Hermes Agent's current memory system uses flat text files (MEMORY.md and USER.md) with character limits and delimiter-separated entries. While functional and simple, it cannot express relationships between memories, distinguish between types of knowledge, decay stale information, or perform semantic search. As conversations accumulate, the flat format becomes a bottleneck — important facts compete for limited space with transient observations, and the agent has no way to know which memories relate to or contradict each other.

Spacedrive's Spacebot implements a substantially more sophisticated memory architecture with 8 typed memory nodes, 6 graph edge types, hybrid vector+FTS+graph search, importance decay, and a Memory Bulletin (periodic knowledge synthesis injected into all conversations). Additionally, Spacebot's compactor extracts and saves memories during context compression, ensuring no information is permanently lost — just moved from ephemeral context to persistent storage.

This feature proposes upgrading Hermes Agent's memory to a structured system inspired by Spacebot's approach, while preserving the simplicity that makes the current system easy to understand.
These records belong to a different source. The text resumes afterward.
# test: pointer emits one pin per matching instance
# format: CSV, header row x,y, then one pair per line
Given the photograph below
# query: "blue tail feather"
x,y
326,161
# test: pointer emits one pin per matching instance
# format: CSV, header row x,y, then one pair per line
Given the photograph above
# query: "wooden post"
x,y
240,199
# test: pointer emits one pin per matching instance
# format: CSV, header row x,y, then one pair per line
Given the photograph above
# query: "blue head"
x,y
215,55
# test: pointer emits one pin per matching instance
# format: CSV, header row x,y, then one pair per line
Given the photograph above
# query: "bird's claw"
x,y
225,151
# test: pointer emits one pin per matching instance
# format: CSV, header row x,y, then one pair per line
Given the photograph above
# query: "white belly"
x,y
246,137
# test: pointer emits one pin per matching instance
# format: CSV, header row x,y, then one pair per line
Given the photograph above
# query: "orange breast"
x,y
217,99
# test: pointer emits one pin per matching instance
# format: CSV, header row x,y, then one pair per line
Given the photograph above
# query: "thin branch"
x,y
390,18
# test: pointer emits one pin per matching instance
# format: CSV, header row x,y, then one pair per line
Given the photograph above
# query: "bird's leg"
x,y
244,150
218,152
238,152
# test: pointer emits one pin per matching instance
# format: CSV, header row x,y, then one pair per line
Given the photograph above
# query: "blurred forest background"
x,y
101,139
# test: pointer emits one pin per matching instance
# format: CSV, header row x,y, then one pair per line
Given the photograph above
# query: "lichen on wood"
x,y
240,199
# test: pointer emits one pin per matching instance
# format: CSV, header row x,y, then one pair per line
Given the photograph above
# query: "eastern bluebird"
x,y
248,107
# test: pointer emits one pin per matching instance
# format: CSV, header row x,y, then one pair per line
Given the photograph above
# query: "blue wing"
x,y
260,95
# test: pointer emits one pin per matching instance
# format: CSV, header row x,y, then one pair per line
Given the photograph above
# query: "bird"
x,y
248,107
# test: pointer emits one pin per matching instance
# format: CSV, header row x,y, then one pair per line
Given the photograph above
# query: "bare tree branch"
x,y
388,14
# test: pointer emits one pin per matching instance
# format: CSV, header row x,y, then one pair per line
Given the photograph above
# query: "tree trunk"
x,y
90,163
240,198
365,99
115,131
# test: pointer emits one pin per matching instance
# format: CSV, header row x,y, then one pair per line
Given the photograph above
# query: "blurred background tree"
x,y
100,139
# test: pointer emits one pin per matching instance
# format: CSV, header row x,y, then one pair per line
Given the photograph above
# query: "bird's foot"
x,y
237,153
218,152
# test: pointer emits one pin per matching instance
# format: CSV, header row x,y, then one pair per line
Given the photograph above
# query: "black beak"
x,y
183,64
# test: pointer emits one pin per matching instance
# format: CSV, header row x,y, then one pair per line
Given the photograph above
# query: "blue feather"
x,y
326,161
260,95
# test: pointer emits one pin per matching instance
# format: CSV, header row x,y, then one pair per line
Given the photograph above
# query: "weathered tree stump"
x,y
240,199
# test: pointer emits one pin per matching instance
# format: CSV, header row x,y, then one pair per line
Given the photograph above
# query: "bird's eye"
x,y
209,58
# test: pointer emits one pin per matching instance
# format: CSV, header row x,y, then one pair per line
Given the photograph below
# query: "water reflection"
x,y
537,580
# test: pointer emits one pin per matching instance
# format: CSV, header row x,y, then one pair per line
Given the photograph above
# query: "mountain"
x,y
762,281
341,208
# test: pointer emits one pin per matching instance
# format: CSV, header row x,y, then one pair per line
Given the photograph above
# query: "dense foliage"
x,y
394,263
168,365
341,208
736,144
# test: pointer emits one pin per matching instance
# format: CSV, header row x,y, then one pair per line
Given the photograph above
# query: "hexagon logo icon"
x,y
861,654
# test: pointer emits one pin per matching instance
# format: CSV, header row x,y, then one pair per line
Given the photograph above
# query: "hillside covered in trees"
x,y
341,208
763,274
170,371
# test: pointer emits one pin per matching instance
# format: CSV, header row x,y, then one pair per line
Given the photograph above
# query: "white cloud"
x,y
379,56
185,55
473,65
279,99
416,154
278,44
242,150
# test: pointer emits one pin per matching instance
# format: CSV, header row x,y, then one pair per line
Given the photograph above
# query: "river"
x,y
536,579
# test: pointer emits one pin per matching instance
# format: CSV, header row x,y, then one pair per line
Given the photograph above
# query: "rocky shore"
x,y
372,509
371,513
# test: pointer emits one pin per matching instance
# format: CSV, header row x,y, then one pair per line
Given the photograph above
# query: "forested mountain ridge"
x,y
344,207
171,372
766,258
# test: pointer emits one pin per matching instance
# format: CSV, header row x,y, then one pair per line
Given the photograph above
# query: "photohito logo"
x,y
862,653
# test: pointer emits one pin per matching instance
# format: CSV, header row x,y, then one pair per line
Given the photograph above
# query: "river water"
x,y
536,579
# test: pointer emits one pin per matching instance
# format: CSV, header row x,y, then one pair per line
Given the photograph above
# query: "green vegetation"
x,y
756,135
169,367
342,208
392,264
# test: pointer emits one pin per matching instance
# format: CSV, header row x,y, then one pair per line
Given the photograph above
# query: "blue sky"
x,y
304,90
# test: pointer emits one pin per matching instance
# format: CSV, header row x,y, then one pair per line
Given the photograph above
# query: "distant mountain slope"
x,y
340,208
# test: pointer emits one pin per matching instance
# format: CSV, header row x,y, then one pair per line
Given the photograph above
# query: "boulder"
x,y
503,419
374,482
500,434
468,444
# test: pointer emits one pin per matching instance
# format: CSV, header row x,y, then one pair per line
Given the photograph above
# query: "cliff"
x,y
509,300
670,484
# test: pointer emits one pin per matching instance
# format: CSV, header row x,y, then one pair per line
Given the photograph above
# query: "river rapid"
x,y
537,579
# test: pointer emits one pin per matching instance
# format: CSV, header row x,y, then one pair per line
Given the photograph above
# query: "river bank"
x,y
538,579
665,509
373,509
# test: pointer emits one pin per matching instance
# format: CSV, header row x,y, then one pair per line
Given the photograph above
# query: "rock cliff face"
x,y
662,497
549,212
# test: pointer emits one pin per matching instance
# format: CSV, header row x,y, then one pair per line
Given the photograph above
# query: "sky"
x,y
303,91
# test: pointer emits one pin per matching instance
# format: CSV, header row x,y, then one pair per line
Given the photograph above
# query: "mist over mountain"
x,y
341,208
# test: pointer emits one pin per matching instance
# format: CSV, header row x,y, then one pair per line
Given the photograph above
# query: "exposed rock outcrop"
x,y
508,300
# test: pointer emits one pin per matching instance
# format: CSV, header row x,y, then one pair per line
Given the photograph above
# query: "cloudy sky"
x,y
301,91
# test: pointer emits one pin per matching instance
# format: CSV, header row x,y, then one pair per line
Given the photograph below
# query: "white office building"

Research source: Spacebot memory source code (~2000+ lines across types.rs, store.rs, search.rs, lance.rs, maintenance.rs)


Research Findings

Spacebot's Memory Architecture

8 Memory Types (with default importance)

Type Default Importance Purpose
Identity 1.0 Core facts about the agent or user
Goal 0.9 Active objectives and aspirations
Decision 0.8 Choices made with their rationale
Todo 0.8 Action items and tasks
Preference 0.7 Likes, dislikes, style preferences
Fact 0.6 General knowledge and information
Event 0.4 Things that happened
Observation 0.3 Patterns noticed, inferences

6 Graph Edge Types

Relation Search Multiplier Purpose
Updates 1.5x This memory supersedes another
CausedBy 1.3x Causal relationship
ResultOf 1.3x Outcome of another memory
RelatedTo 1.0x General association
PartOf 0.8x Component relationship
Contradicts 0.5x Conflicting information

SQLite Schema

-- Memories table
CREATE TABLE memories (
    id TEXT PRIMARY KEY,
    content TEXT NOT NULL,
    memory_type TEXT NOT NULL,
    importance REAL,  -- 0.0 to 1.0
    created_at TIMESTAMP,
    updated_at TIMESTAMP,
    last_accessed_at TIMESTAMP,
    access_count INTEGER,
    source TEXT,
    channel_id TEXT,
    forgotten INTEGER  -- soft-delete
);

-- Graph edges (associations)
CREATE TABLE associations (
    id TEXT PRIMARY KEY,
    source_id TEXT REFERENCES memories(id),
    target_id TEXT REFERENCES memories(id),
    relation_type TEXT,
    weight REAL,  -- 0.0 to 1.0
    created_at TIMESTAMP,
    UNIQUE(source_id, target_id, relation_type)
);

Hybrid Search (Reciprocal Rank Fusion)

Three search signals merged via RRF (k=60):

  1. Full-text search — LanceDB FTS with keyword matching
  2. Vector similarity — all-MiniLM-L6-v2 embeddings (384 dims), HNSW index, cosine distance
  3. Graph traversal — BFS from high-importance seeds (>0.8) that keyword-match the query, following edges with typed multipliers

Memory Maintenance

  • Importance decay: importance *= age_decay * access_boost (Identity type exempt)
  • Pruning: Delete memories below 0.1 importance after 30 days of staleness
  • Association building: Periodic (every 5 min) similarity check; creates RelatedTo edges at 0.85 threshold, Updates edges at 0.95 threshold

Memory Bulletin (Cortex)

Every hour (configurable), the Cortex generates a bulletin:

  1. Programmatically gathers memories across 8 sections (identity, recent, decisions, important, preferences, goals, events, observations)
  2. Sends to LLM for synthesis into a concise briefing (max 1500 words)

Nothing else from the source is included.